Pero de Magalhães Gândavo

 

Tratado da terra do Brasil, no qual se contém a informação das coisas que há nestas partes, feito por Pero de Magalhães.

Ao muito Alto e Sereníssimo Príncipe Dom Henrique, Cardeal, Infante de Portugal.

Posto que os dias passados apresentei outro sumário da terra do Brasil a el-Rei nosso Senhor, foi por cumprir primeiro com esta obrigação de Vassalo que todos devemos a nosso Rei: e por esta razão me pareceu coisa  muito necessária (muito Alto e Sereníssimo Senhor) oferecer também este a V. A. a quem se devem referir os louvores e acrescentamento das terras que nestes Reinos florescem: pois sempre  desejou tanto aumentá-las, e conservar seus Súditos e Vassalos em perpétua paz. Como eu isto entenda, e conheça quão aceitos são os bons serviços a V. A. que ao Reino se fazem, imaginei comigo que podia trazer destas partes com o que desse testemunho de minha pura tenção: e achei que não se podia de um fraco homem esperar maior serviço (ainda que tal não pareça) que lançar mão desta informação da terra do Brasil (coisa que até agora não empreendeu pessoa alguma) para que nestes Reinos se divulgue sua fertilidade e provoque a muitas pessoas pobres que se vão viver nesta província, que nisso consiste a felicidade e aumento dela. E porque V. A. sabe quanto serviço de Deus e del-Rei nosso Senhor seja esta denunciação, determinei coligi-la com deliberação de a oferecer a V. A. a quem humildemente peço a  receba, e com tamanha mercê ficarei satisfeito, rogando a nosso Senhor lhe dê prósperos e larguíssimos anos de vida, e deixe permanecer seu Real estado em perpétua felicidade. Amém.
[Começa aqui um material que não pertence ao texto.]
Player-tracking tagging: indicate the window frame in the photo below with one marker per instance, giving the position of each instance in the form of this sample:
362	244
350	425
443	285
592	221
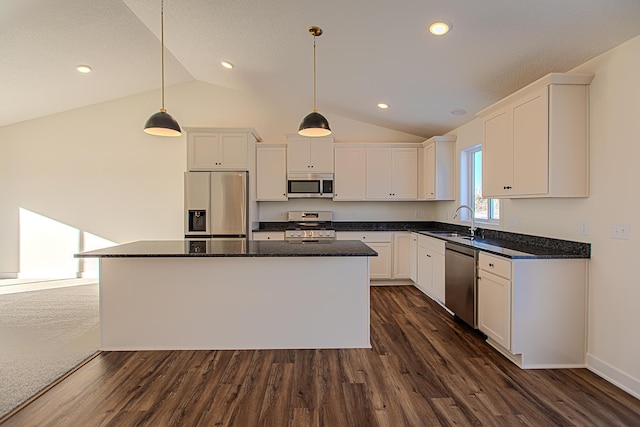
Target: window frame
467	197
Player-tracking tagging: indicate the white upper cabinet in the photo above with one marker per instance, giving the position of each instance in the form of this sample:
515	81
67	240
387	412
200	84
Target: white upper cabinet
436	169
271	172
349	174
391	173
536	141
309	155
219	149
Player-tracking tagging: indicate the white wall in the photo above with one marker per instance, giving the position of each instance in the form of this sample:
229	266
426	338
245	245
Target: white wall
350	211
614	288
94	170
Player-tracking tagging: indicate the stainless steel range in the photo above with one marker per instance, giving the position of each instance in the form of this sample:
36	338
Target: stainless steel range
309	226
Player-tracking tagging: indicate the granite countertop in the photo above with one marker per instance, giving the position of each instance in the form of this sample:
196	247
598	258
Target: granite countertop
231	248
501	243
Pero de Magalhães.  Humilde Vassalo de S. A.

 

Prólogo ao leitor

     Minha tenção não foi outra neste sumário (discreto e curioso leitor) senão denunciar em breves palavras a fertilidade e abundância da terra do Brasil, para que esta fama venha a notícia de muitas pessoas que nestes Reinos vivem com pobreza, e não duvidem escolhê-la para seu remédio; porque a mesma terra  é tão natural e favorável aos estranhos, que a todos agasalha e convida com remédio por pobres e desamparados que sejam. E assim cada vez se vai fazendo mais próspera, e depois que as terras viçosas se forem povoando (que agora estão desertas por falta de gente), hão se de fazer nelas grossas fazendas como já estão feitas nas que possuem os moradores da terra, e também se espera desta província que por tempo floresça tanto na riqueza como as Antilhas de Castela, por que é certo ser em si a terra muito rica e haver nela muitos metais, os quais até agora se não descobrem ou por não haver gente na terra para cometer esta empresa, ou também por negligência dos moradores que se não querem dispor a esse trabalho: qual seja a causa por que o deixam de fazer não sei. Mas permitirá nosso Senhor que ainda em nossos dias se descubram nela grandes tesouros, assim para serviço e aumento de S. A., como para proveito de seus Vassalos que o desejam servir.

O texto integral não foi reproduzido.